Here at Digivante our monolith legacy platform grew over years and years of organic growth in response to various customer requests and needs. For sure that’s a familiar story for many tech-based businesses. But the problem is that over time, documentation and general knowledge of the system fade as key people leave and the challenge becomes how do you effectively maintain it?
When you couple this with the system being designed as an application to be running on a single web server you also realize that you have deep rooted issues with scaling your app, even if your database can handle it and you could throw more money at the hardware. We have managed to make the legacy system very stable, and it performs well, but it would not keep up with the ambitious growth targets and new product ideas that have. We want to grow the business, but the goal isn’t just to sysadmin more servers.
The other problem arising from a single server architecture is that it doesn’t nicely cater for our user base. Our crowd of testers are very geographically dispersed and could often be in locations that require many hops over slow connections to reach our server based in London, UK.
Additionally, having your business-critical application developed on an antiquated framework that developers are no longer interested in is a risk. Whether you are trying to expand your team and hiring new talent, it’s harder because of it. Or if you want to think about it in terms of the “bus factor”, this should be something on your business continuity risk register.
The business has been convinced for a long time that they needed a new system. Various attempts have been made to address this, but the results simply didn’t materialize quick enough with the Big Bang waterfall mentality – which was still inherent even when “working in Agile”.
What we need from a new platform
Given the above challenges and thinking about our users and the business, we set out to determine what we need from our new platform.
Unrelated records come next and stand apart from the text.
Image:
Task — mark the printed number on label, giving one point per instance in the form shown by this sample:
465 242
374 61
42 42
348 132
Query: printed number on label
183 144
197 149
- A new platform to release new features on
- Compatibility and interoperability with the legacy system
- Scalability of the service
- Improved access speeds for our users
- Fresh tech stack that software engineers find appealing
- A more up to date approach to deployments
- Security and access controls
In other words, quite a few different objectives to consider.
The new tech stack
We’re an AWS shop, and we quite like it, so we weren’t planning any big changes there, The goal is that we can have the legacy and new systems speak to each other.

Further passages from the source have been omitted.